Plans to designate at least 10% of Scotland’s seas as Highly Protected Marine Areas are the ‘biggest threat to the north-east fishing industry for decades’
Banff and Buchan MP David Duguid raised concerns at Westminster’s Scottish Affairs Committee which took evidence from UK Government Fisheries Minister, Mark Spencer, on a number of issues facing the fishing sector.
Mr Duguid said the Scottish Government’s plans to install HPMAs and offshore wind, to a larger extent than elsewhere in the UK, is causing concerns of “spatial squeeze” and will be detrimental to the Scottish fleet.

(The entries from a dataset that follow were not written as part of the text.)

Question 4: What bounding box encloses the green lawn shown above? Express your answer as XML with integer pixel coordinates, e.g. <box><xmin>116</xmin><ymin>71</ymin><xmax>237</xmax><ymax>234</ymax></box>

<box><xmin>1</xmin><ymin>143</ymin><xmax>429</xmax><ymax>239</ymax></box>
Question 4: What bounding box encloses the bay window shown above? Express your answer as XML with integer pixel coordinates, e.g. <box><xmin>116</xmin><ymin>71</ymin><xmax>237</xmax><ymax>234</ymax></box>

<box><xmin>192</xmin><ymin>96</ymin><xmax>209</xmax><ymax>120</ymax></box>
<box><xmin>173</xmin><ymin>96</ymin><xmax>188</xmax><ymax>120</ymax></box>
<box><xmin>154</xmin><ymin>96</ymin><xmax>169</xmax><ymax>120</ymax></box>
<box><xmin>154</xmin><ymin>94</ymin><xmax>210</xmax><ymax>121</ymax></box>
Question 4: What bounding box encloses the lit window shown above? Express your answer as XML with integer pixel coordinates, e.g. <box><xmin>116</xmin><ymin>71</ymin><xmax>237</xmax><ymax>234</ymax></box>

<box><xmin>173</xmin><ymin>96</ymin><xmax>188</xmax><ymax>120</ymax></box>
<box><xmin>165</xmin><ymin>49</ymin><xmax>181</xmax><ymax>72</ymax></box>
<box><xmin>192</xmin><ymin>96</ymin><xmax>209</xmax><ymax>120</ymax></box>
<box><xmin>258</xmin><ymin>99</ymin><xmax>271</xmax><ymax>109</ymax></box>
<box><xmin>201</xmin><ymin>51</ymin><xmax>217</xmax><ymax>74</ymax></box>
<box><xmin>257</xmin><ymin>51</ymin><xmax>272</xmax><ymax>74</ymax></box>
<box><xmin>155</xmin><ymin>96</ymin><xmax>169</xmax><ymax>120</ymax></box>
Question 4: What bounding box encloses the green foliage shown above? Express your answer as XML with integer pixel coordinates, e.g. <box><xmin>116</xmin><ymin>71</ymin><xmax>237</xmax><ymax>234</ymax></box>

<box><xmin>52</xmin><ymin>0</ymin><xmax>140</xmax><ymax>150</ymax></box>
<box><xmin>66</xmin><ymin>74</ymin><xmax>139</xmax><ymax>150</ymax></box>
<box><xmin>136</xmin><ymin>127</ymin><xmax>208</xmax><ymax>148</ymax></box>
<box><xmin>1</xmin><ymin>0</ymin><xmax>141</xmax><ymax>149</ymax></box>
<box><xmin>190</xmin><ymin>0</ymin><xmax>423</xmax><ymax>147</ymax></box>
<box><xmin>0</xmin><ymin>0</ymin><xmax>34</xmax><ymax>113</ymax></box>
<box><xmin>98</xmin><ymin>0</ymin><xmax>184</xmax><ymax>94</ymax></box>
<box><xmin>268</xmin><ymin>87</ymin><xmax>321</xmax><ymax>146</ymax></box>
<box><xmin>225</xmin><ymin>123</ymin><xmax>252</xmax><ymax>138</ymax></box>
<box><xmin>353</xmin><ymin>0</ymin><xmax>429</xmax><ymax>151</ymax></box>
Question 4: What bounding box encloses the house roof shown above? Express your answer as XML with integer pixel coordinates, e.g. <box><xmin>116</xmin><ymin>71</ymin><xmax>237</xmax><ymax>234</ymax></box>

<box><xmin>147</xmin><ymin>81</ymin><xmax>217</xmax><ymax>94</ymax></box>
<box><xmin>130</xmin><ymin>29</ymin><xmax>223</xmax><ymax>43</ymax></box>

He also expressed fears that long-established businesses will become non-viable if north-east waters are included within the new HPMAs.
It follows concerns from organisations including the Scottish Fisherman’s Federation which described the plans as “government greenwashing” while “prioritising political objectives over good policy-making and decision-taking”.
The MP said: “At the committee I raised a number of issues with the minister from the discussions I have had with the sector. The HPMA proposals are rightly causing a huge amount of concern and it seems that the SNP-Green Government want to squeeze our fishing vessels out of large areas of the sea to the detriment of our valuable industry.
"There is absolutely no doubt these plans present the biggest threat to the north-east fishing industry for decades.”
Mr Duguid also raised issues with access to labour for the seafood processing sector and welcomed the addition of offshore deckhands to the skilled worker list but called for more flexibility in the English language test, particularly the written test.
He added: “Successive years since our exit from the EU, the Common Fisheries Policy and becoming an independent coastal state have all seen a steady improvement in catching opportunities for the Scottish fleet – particularly in Banff and Buchan.
“I was also pleased to hear, from the Defra Officials responsible for leading negotiations with other coastal states, that the key leverage we have of access to UK waters is ‘front and centre’ in those discussions.”